In God We Trust

Evading Gosnell, Still

 

By John Fund
NationalReview.com

The word in TV newsrooms has long been that “if it bleeds, it leads,” meaning that a crime story is often the fastest way to get media attention and coverage. It doesn’t even have to be bloody — witness the wall-to-wall coverage of the Jerry Sandusky sexual-assault case at Penn State last year. But the trial of Dr. Kermit Gosnell, currently America’s most grisly serial killer, has been an exception.

Two weeks ago, Fox News contributor Kirsten Powers dropped a bomb on the mainstream media when she called them to account for failing to adequately report on the ongoing trial of Gosnell, the Philadelphia abortionist who was charged with murdering seven newborn infants and a patient seeking an abortion. (On Tuesday, Judge Jeffrey P. Minehart reduced to four the charges of murdering infants.) A photo by J. D. Mullane, a reporter for the Bucks County Courier Times, of the empty media gallery at the trial provided further shaming.

The media did start showing up at the trial after that, though coverage has been sporadic — and “strange,” says Mollie Ziegler Hemingway, the managing editor of GetReligion.org. “There’s still a lot of confusion about the victims being called fetuses when they were clearly babies. Many reporters can’t get their arms around the story.”

The trial is winding down. The defense ended abruptly on Wednesday, with Dr. Gosnell not taking the stand nor any defense witnesses being presented. The case will soon go to the jury.

But if a new Fox poll is accurate, many have already convicted the news media of bias in the Gosnell case. Among registered voters, 41 percent think the dearth of coverage is due to a pro-choice tilt in the media. Another 28 percent say it’s because the case was only a local story, and 17 percent think it’s because the gory subject matter is a turnoff.

Most telling is that 68 percent of voters are completely unfamiliar with the case. Of those who do know something about it, a telling 57 percent think the story was underplayed because of media bias. Respondents who were pro-life or Republican were nearly twice as likely to know about the case, an indication that they may have been tapping into new-media sources that covered it extensively. Only 22 percent of pro-choice or Democratic voters were familiar with the case.

Noting how many media types, from Washington Post editor Martin Baron to CNN analyst Jeff Toobin, had denied that bias was behind the near-absence of coverage, I threw down a challenge in my column on Gosnell almost two weeks ago. Two other abortion stories in the Philadelphia area could have connections to the Gosnell case. Would the national news media now follow up on those?

The first concerned two former nurses at Planned Parenthood’s clinic in nearby Wilmington, Del. They complained that conditions at the clinic were unsanitary and unsafe. In just the past three months it has sent five women to the hospital. Like clinics in Philadelphia, the Delaware clinic was not subject to routine inspections by the state. Philadelphia’s WPVI-TV reported that “Planned Parenthood is essentially in charge of inspecting itself.”

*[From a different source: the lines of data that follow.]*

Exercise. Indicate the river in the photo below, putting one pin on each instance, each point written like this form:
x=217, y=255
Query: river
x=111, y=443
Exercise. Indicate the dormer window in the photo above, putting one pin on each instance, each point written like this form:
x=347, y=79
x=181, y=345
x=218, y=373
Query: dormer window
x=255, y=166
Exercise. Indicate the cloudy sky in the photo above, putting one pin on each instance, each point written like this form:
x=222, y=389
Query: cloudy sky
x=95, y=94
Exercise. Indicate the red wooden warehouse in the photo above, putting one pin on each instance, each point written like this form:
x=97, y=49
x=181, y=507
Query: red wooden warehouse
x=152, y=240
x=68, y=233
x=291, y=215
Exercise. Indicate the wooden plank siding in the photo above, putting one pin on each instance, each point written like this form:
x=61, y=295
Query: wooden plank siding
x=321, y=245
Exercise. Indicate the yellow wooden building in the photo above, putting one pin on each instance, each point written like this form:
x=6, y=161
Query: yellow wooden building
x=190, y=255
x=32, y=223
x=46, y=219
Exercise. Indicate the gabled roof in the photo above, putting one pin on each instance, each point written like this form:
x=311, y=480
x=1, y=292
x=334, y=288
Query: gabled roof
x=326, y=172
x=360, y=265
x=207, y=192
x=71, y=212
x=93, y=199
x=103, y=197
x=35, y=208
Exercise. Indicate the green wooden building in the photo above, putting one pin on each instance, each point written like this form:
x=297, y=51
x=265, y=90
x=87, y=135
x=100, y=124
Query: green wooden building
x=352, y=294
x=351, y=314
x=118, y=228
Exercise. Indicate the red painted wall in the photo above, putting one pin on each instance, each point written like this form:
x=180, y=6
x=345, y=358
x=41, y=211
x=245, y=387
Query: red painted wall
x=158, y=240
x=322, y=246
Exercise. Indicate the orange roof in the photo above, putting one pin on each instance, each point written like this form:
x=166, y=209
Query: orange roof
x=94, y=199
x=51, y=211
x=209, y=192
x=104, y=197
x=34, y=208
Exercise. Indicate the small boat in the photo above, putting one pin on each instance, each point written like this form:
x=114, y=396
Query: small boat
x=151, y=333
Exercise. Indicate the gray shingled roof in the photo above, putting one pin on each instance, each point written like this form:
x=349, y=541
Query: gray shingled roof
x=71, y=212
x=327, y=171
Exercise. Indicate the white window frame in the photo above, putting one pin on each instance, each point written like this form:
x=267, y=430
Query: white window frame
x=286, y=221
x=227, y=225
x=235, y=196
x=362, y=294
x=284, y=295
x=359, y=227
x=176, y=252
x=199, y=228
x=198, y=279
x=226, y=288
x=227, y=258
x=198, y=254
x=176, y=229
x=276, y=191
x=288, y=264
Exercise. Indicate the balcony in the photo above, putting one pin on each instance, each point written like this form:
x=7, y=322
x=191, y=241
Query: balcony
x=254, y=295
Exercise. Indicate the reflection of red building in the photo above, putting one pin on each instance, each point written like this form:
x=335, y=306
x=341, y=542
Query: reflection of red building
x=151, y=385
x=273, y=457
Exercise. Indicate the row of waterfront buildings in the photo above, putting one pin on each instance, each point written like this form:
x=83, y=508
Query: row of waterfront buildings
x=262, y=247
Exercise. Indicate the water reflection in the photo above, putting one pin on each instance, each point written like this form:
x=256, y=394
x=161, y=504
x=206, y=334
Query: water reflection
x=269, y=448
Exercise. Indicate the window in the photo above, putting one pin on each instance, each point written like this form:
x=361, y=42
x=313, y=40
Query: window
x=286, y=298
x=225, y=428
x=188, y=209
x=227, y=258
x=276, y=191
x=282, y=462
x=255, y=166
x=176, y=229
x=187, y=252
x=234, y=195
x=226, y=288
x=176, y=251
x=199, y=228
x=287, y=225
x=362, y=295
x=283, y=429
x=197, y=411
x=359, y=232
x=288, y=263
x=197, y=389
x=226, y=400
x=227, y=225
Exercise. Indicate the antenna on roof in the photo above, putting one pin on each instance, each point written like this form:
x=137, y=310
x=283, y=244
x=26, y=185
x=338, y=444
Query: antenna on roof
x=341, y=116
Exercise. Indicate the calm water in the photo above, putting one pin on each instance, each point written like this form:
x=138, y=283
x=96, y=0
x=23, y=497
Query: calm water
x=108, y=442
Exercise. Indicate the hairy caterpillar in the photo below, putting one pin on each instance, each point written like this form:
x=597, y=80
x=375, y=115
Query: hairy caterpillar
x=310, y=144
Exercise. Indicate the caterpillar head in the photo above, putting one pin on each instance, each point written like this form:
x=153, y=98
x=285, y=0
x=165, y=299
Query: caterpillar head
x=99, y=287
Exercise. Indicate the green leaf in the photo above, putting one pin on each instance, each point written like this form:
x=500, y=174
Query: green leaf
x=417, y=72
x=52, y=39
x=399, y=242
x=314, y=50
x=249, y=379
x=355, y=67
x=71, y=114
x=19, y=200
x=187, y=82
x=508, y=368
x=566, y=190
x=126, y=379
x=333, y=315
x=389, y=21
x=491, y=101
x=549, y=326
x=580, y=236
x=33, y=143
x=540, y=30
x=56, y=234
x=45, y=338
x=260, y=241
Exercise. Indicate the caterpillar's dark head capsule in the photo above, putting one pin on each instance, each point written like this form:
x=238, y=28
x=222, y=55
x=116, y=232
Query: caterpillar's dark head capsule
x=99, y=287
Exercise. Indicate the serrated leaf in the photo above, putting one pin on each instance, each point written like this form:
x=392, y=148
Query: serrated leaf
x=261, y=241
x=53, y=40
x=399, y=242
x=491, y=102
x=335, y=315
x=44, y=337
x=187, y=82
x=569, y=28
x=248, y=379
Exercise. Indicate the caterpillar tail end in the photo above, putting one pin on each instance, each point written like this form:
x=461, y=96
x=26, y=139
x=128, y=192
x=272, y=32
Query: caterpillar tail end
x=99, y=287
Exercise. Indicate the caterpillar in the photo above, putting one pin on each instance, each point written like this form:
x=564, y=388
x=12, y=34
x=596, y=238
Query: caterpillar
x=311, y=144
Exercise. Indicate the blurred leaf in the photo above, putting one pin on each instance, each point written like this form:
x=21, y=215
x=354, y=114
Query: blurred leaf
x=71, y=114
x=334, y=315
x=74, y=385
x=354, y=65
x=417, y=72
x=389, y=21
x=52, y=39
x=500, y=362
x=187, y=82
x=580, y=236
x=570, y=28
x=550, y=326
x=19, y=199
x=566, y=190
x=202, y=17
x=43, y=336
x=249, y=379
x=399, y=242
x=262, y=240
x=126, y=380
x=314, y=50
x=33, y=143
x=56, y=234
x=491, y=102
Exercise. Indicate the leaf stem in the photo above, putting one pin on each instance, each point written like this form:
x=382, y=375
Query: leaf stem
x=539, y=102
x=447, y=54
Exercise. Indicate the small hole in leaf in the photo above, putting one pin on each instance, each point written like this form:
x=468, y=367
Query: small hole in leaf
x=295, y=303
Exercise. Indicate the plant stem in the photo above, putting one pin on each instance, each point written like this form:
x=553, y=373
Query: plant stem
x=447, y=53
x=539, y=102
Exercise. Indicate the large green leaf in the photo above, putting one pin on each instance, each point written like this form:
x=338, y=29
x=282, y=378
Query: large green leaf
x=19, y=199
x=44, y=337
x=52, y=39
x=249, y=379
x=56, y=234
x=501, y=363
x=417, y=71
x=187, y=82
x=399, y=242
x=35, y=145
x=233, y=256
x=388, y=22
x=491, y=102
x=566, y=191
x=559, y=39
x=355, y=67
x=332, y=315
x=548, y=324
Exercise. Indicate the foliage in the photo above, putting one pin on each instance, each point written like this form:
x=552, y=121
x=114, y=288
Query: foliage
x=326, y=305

Since then, the Planned Parenthood story has continued to be ignored, save for stories on a few websites and in local media. “We have reporters camped out on the lawns of the aunts, uncles, and friends of the Boston bombers,” Nicole Collins of Delaware Right to Life tells me. “But somehow they can’t reach the former Planned Parenthood employees? One would think the media would want background on a medical facility that routinely puts women in physical danger.” Planned Parenthood is a nationwide business worthy of scrutiny. It performed 985,731 abortions between 2008 and 2010 and received $487.4 million in taxpayer money in 2009–10 alone.

Then there is the story of the leading Democratic candidate for governor of Pennsylvania, congresswoman Allyson Schwartz of Philadelphia. Before entering politics, she owned a women’s-health clinic in Philadelphia that performed abortions from 1975 to 1984 and after that referred patients to facilities in Philadelphia. Schwartz has yet to answer Mullane’s persistent questions whether her clinic ever referred anyone to Gosnell. Indeed, she has said nothing about the case at all.

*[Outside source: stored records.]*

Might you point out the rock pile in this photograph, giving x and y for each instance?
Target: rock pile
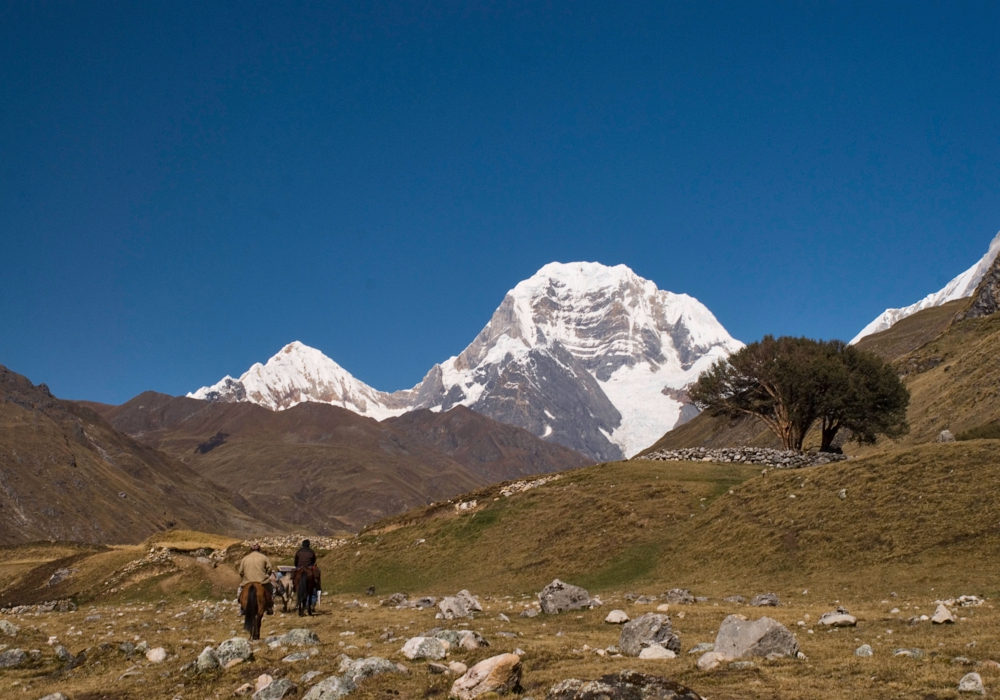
(760, 456)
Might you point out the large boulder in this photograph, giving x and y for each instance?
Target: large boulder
(332, 688)
(425, 648)
(356, 670)
(559, 597)
(463, 604)
(276, 690)
(647, 630)
(739, 637)
(499, 674)
(624, 685)
(235, 649)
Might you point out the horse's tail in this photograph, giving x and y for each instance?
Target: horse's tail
(250, 614)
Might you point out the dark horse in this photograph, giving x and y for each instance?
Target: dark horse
(254, 602)
(306, 583)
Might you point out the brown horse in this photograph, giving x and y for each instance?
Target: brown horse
(253, 599)
(306, 582)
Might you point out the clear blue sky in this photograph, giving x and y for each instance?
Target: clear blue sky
(187, 186)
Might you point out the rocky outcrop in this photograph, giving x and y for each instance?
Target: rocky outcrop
(559, 597)
(499, 674)
(647, 630)
(758, 456)
(739, 637)
(625, 685)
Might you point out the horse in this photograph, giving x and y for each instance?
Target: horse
(254, 602)
(306, 583)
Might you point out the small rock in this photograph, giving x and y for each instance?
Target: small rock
(838, 619)
(559, 597)
(655, 651)
(12, 658)
(300, 637)
(711, 660)
(764, 600)
(971, 683)
(617, 617)
(646, 630)
(942, 616)
(332, 688)
(499, 674)
(424, 648)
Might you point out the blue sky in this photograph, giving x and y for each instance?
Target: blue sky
(185, 187)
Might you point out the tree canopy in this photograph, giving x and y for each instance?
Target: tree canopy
(790, 384)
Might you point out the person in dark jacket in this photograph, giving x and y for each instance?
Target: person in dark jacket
(305, 556)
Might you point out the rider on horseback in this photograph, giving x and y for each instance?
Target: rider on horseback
(256, 568)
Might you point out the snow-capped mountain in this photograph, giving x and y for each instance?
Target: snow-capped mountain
(961, 287)
(300, 373)
(589, 356)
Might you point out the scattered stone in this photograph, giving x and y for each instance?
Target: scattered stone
(207, 661)
(680, 596)
(559, 597)
(12, 658)
(655, 651)
(332, 688)
(942, 616)
(711, 660)
(739, 637)
(464, 604)
(617, 617)
(300, 637)
(499, 674)
(424, 648)
(762, 456)
(646, 630)
(972, 683)
(764, 600)
(624, 685)
(945, 436)
(838, 619)
(356, 670)
(235, 649)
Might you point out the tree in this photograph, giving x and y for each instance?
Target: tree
(791, 383)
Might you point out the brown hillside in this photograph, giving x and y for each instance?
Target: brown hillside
(327, 469)
(66, 474)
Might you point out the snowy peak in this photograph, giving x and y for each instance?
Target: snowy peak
(961, 287)
(299, 373)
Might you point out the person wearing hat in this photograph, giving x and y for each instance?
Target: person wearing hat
(255, 567)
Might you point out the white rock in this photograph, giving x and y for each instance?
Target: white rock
(617, 617)
(655, 651)
(972, 683)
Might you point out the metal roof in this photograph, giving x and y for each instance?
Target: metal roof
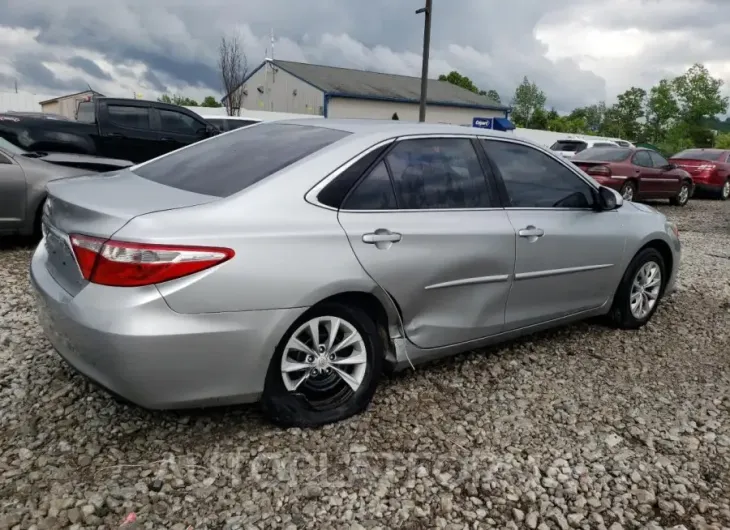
(361, 84)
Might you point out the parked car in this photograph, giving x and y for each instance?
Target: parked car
(23, 179)
(127, 129)
(710, 170)
(221, 274)
(229, 123)
(638, 174)
(569, 147)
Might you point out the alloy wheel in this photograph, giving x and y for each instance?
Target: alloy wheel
(325, 359)
(645, 290)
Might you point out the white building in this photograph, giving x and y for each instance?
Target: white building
(301, 88)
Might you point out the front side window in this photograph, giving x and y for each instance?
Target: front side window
(642, 158)
(437, 173)
(130, 117)
(179, 123)
(658, 160)
(226, 164)
(535, 180)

The issue of abortion will inevitably come up in her race for governor. In December, Schwartz was on C-SPAN’s Washington Journal, commenting on the Newtown school shootings. A caller observed that “we encourage the culture of death by giving money to Planned Parenthood — they kill more people. Now it’s terrible what happened in Connecticut, but unborn persons killed with the support of taxpayer money — these are persons too.” Schwartz clearly tried to deflect the issue, saying that she thinks “the respect for life is something that we were built on, certainly, in our country, and that means — obviously different things to different people.”

When I raised my challenge to the national media to delve deeper into the issues surrounding the Gosnell case — the poor inspection record of many abortion clinics, the question of who may have referred patients to him — I suspected not much would happen. Sadly, nothing much has.

Is it any wonder so many people are convinced there is media bias and continue to abandon major newspapers and broadcast networks?

— John Fund is a national-affairs columnist for NRO.